Internasional
Meski Lolos dari Resesi, Jepang Masih Dihadang Awan Gelap
Wangi Sinintya Mangkuto, CNBC Indonesia
14 February 2019 13:02

Tokyo, CNBC Indonesia - Ekonomi Jepang berhasil tumbuh pada kuartal keempat tahun lalu karena pengeluaran bisnis dan konsumen pulih dari bencana alam. Namun, proteksionisme perdagangan global tetap menjadi risiko bagi negara tersebut.
Pertumbuhan ekonomi yang disetahunkan mencapai 1,4% pada periode Oktober-Desember, sesuai dengan estimasi median dalam jajak pendapat Reuters.

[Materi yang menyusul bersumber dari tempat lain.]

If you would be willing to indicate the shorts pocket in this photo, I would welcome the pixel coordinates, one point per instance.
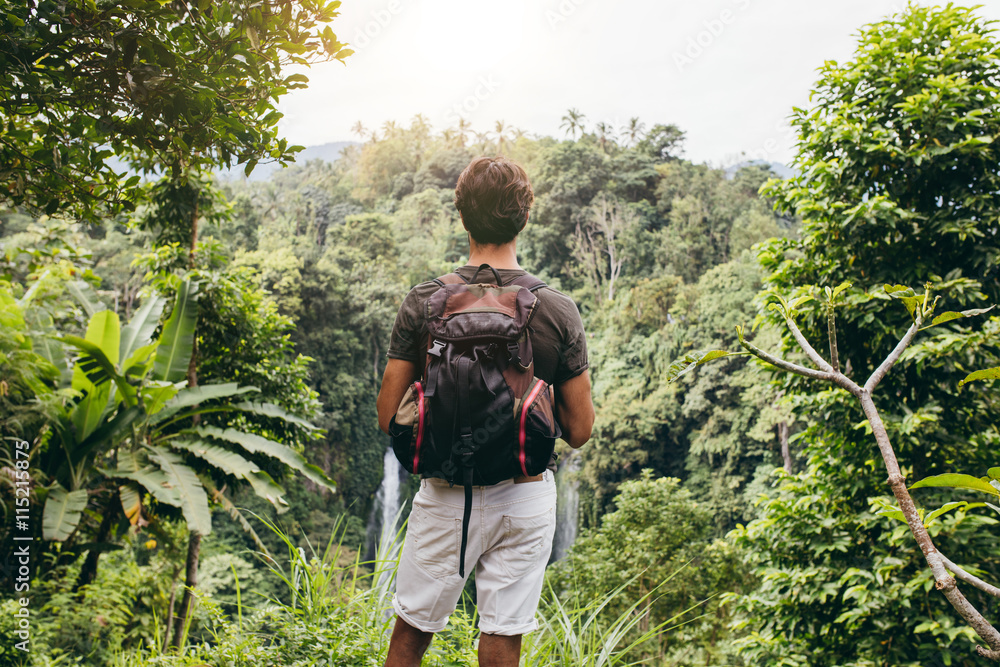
(527, 541)
(437, 541)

Sebelumnya, Jepang mengalami kontraksi yang disetahunkan sebesar 2,6% pada Juli-September karena banjir dan gempa bumi menghentikan produksi industri untuk sementara.
Resesi adalah penurunan aktivitas ekonomi yang sangat signifikan yang berlangsung selama lebih dari beberapa bulan. Sebuah perekonomian bisa dikatakan mengalami resesi jika pertumbuhan ekonominya negatif selama dua kuartal berturut-turut.
Data juga menunjukkan ekspor riil naik 0,9% pada periode Oktober-Desember dibandingkan kuartal sebelumnya, yang merupakan kenaikan tercepat dalam setahun.
Terlepas dari peningkatan pengiriman, beberapa ekonom tetap khawatir bahwa ekspor akan melemah tahun ini jika Amerika Serikat (AS) dan China tidak menyelesaikan sengketa perdagangan mereka.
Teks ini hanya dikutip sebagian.